In Uganda, the Ankole are ruling the country whilst in South Africa, Jacob Zuma was supported by Zulu, his tribe, simply because he’s Zulu himself. In Kenya, fertile land and almost all lucrative business are in the hands of the ruling families, including some Indians and consigliore from the tribes, thanks to their own men being in State House. Kikuyu and Kalenjin, from which three Kenyan presidents hail, have a special place in the commerce of Kenya, along with Indians that were brought by British colonialists.

Thanks to land-grabbing policies that Kenya’s first president fathered and fostered, most often than not, almost everybody that comes to power has and thinks about nothing but to rob and grab. If there is no land to grab, they will invent things like Goldenberg, Anglo-Leasing and other dubious wheel deals to see to it that when he leaves the state house he must have immense wealth.
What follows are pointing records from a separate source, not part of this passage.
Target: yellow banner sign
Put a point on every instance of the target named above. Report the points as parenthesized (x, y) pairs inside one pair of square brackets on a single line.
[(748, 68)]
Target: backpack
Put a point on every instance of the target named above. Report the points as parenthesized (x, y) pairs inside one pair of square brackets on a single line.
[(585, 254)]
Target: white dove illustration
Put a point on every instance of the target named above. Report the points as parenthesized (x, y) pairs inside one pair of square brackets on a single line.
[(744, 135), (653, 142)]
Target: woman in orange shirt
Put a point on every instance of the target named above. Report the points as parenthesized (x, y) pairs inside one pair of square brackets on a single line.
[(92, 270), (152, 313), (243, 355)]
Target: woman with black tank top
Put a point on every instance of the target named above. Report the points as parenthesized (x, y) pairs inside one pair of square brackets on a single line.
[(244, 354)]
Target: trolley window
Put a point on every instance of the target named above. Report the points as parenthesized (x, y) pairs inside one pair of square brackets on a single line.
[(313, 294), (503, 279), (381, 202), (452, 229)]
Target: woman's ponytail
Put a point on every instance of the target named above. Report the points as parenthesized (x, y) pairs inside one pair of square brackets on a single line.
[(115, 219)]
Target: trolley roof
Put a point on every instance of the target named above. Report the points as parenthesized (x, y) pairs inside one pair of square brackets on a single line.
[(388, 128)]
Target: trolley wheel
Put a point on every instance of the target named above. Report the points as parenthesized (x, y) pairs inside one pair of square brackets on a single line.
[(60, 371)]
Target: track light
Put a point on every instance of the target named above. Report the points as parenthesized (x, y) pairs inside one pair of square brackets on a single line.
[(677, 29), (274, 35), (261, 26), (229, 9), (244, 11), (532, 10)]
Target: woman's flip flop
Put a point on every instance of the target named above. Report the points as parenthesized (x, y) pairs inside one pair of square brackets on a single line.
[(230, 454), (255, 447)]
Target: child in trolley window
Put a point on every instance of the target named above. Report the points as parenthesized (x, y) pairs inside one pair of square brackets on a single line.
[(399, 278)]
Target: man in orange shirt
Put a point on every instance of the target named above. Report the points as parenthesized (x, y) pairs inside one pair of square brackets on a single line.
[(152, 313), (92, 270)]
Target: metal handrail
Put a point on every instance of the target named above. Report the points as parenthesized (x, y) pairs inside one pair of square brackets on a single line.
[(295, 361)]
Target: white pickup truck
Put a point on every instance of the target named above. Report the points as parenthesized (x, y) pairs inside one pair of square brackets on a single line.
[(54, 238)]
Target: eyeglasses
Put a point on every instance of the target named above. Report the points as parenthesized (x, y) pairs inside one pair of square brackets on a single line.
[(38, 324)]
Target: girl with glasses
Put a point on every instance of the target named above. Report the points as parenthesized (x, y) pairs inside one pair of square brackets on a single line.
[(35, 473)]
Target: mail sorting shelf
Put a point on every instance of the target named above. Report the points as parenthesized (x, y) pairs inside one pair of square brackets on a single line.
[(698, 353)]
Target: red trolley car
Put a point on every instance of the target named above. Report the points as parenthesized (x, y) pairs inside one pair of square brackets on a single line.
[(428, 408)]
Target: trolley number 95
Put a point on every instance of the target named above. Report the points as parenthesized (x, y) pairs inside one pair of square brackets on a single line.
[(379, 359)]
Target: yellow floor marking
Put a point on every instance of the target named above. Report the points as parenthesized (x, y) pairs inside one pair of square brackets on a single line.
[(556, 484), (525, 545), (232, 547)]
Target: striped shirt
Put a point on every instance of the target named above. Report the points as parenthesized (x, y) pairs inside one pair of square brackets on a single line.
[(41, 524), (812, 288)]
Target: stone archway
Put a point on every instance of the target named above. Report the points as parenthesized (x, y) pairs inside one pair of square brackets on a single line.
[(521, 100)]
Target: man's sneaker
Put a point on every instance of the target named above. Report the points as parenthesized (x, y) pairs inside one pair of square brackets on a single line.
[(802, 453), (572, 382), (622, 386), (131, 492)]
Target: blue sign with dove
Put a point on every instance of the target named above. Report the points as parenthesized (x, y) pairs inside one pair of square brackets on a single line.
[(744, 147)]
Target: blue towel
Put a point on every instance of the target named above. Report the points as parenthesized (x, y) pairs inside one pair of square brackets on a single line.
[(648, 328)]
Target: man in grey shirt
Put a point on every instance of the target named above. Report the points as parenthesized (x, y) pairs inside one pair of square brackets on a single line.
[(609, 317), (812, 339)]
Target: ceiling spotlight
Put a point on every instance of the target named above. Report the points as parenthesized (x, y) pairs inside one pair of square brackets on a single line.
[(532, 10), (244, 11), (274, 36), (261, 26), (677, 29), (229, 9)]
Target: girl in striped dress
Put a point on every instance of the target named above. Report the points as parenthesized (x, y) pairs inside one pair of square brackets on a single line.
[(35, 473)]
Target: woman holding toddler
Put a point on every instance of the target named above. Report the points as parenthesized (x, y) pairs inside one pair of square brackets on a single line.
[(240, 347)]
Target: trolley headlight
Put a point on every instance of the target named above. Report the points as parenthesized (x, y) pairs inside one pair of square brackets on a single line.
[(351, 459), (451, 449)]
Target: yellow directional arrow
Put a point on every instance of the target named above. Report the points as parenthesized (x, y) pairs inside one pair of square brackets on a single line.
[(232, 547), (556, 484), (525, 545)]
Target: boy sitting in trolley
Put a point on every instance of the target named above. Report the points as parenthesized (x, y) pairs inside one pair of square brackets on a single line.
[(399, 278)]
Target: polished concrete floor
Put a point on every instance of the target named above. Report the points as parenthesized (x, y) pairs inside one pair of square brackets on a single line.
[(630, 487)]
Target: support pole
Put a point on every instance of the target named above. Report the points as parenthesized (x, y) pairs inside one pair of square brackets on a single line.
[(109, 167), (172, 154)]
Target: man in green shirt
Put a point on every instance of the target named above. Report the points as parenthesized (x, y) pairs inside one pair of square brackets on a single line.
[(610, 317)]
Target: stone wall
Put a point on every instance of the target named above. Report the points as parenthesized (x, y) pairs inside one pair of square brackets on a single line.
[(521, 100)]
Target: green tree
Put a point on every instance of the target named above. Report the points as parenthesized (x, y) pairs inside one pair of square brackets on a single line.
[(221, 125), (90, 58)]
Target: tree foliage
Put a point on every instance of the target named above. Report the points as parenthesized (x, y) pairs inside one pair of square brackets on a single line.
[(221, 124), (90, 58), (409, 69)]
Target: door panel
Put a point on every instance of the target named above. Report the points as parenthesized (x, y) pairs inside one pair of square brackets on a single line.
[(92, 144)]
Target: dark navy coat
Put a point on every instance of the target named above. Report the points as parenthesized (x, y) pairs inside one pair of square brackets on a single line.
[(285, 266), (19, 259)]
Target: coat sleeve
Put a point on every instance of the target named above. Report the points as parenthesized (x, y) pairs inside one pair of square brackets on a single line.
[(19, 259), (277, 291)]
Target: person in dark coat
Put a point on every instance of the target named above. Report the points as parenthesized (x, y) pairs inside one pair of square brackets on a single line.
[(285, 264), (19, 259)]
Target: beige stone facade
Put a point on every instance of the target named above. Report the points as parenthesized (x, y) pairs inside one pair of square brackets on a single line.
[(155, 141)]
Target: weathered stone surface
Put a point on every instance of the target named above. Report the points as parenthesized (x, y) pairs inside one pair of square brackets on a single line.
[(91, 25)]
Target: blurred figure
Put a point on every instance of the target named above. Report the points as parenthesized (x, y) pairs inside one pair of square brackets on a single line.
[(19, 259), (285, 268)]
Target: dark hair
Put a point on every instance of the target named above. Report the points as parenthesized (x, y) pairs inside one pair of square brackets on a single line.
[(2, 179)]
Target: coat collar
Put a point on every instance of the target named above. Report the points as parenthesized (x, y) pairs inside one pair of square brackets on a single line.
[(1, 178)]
Nepotism is becoming a breeding ground for corruption to shrive. Being a syndicate to ruin and rob the state, no relation can keep tabs on or bring to book any of his tribesmen and women or clan mate. Kaleb Akandwanao aka Salim Saleh (Museveni’s brother) stole billions of shillings. But he has never been brought to book, thanks to being who’s Museveni. Take for example the clan crooks commanding immense powers and run the show under Museveni. 
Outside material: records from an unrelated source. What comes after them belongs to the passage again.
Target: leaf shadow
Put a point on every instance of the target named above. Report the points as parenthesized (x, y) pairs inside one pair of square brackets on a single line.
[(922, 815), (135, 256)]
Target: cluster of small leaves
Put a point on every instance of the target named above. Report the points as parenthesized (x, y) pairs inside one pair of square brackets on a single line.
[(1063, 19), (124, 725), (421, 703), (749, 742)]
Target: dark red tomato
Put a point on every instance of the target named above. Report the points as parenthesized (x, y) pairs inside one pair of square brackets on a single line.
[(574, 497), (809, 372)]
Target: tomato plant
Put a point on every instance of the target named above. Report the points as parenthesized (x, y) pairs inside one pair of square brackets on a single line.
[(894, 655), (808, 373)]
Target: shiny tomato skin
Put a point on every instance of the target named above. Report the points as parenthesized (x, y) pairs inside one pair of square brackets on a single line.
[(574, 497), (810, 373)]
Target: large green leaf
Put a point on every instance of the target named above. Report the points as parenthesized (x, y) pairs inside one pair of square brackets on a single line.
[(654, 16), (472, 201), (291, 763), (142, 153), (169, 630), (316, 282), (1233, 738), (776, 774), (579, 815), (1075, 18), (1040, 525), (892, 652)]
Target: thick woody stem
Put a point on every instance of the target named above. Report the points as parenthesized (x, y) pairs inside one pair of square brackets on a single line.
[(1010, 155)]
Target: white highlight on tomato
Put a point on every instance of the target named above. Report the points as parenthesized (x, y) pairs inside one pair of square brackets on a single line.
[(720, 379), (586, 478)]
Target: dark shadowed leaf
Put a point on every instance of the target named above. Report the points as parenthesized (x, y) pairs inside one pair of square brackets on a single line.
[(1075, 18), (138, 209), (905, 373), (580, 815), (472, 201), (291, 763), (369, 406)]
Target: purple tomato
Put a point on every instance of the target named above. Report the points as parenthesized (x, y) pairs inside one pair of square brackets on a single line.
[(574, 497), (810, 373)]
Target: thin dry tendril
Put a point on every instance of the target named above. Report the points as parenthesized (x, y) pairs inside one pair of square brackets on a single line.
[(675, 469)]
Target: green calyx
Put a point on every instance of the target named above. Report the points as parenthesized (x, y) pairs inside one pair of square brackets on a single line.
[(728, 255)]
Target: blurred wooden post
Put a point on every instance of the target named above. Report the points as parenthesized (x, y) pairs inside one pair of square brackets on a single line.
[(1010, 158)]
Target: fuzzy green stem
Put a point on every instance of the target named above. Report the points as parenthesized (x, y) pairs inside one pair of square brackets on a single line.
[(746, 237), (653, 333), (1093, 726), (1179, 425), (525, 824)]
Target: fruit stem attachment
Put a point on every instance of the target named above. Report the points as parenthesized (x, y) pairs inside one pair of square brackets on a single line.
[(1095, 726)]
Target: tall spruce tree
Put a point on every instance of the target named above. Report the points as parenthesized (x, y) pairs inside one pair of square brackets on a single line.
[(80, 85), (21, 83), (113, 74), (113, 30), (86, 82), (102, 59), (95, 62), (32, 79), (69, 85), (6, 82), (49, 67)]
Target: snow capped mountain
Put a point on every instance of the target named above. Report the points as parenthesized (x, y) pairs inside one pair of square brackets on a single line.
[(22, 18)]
More on the Museveni dynasty. There is Lt. Col Muhoozi Museveni (Museveni’s son). He command his father’s presidential guard unity, while Maj. Bright Rwamirama (Museveni’s cousin) is the State Minister for Agriculture in charge of Animal Husbandry. The list goes on! Shadrack Nzeire (Museveni’s step-brother) is involved in youth mobilisation at State House, whilst Mariam Karugaba (Museveni’s sister) is employed as an administrator at the State House. Maj. Sabiiti Magyenyi (Museveni’s cousin) is currently the overall commander of the elite Presidential Guard Brigade. Others are Col. Kateera (cousin to Janet Museveni) is second in command at the Gulu-based 4th Division.  Maj. Gen. Jim Muhwezi (an in-law to the Musevenis, whose wife Susan is a cousin to Janet Museveni) made away with billions thanks to ruining Global Fund. Justus Karuhanga (cousin to Janet Museveni) is a legal aide to President Museveni. This is but a drop in the ocean of Museveni dynasty that’s milking Uganda whilst the common Uganda is dying of treatable diseases and abject poverty. The situation is worse in Cameroon, Congo, DRC, and Kenya, Libya and Rwanda not to mention the Sudan.
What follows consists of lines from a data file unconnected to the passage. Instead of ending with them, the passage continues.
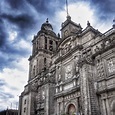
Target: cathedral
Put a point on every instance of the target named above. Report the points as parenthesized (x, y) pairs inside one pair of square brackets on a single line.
[(72, 73)]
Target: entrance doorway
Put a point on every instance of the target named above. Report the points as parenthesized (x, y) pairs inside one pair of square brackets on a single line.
[(71, 110)]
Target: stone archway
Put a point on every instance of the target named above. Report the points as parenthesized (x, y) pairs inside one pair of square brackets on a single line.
[(71, 110)]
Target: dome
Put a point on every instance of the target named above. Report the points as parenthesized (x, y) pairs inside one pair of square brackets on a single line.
[(46, 26)]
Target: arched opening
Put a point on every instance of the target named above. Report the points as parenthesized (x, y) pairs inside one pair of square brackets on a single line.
[(71, 110), (113, 108)]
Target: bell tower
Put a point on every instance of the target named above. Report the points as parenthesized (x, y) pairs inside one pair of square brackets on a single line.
[(44, 45)]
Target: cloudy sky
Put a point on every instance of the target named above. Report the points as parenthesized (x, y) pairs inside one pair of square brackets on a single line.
[(20, 20)]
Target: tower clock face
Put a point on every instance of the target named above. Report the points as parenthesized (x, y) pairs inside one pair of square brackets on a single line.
[(68, 72)]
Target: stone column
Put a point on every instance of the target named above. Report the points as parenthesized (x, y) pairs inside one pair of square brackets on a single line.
[(85, 89)]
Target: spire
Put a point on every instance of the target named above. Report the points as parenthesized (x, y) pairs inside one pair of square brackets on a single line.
[(47, 20), (67, 8), (114, 23), (68, 16)]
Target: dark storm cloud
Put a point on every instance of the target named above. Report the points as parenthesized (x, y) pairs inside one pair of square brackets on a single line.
[(104, 9), (5, 96), (2, 82), (24, 17)]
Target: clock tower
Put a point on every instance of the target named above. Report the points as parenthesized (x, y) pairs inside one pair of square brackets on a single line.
[(69, 28)]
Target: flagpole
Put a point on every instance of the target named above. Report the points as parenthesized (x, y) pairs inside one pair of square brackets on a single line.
[(67, 7)]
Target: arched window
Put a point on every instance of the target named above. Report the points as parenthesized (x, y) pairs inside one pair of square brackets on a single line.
[(71, 110)]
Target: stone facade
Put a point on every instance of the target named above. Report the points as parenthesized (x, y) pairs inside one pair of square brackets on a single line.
[(71, 74)]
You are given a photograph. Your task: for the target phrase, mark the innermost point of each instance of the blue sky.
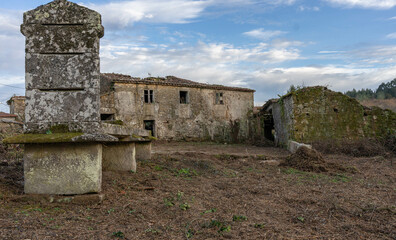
(266, 45)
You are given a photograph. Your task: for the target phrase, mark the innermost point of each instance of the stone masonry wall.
(200, 119)
(319, 114)
(62, 67)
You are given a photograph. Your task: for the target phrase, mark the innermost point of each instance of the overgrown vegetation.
(384, 91)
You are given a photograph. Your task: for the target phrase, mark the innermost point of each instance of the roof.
(168, 81)
(7, 115)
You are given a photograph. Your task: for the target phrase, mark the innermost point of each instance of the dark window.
(184, 97)
(150, 125)
(219, 98)
(148, 96)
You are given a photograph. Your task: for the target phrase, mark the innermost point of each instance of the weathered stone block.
(66, 168)
(68, 71)
(143, 151)
(60, 39)
(62, 106)
(63, 12)
(119, 157)
(293, 146)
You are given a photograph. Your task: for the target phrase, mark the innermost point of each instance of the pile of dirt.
(306, 159)
(355, 148)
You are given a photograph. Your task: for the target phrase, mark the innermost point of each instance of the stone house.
(172, 108)
(315, 114)
(178, 109)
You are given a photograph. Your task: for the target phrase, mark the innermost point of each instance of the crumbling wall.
(17, 107)
(200, 119)
(282, 112)
(317, 113)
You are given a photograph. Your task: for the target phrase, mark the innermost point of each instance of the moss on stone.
(320, 114)
(60, 128)
(42, 138)
(116, 122)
This is what is going on in many African countries where royal families run the show of ruining and stealing from the hoi polloi they have hijacked in the name of democracy. No doubt, Africa is cascading into nepotism and despotism at an alarming speed. Indeed, Africa is becoming more despotic and nepotistic.


Nkwazi Mhango is a Tanzanian living in Canada. He writes regularly for “The African Executive” and also has a blog entitled “Free Thinking Unabii”. He is a regular contributor to AfroSpear.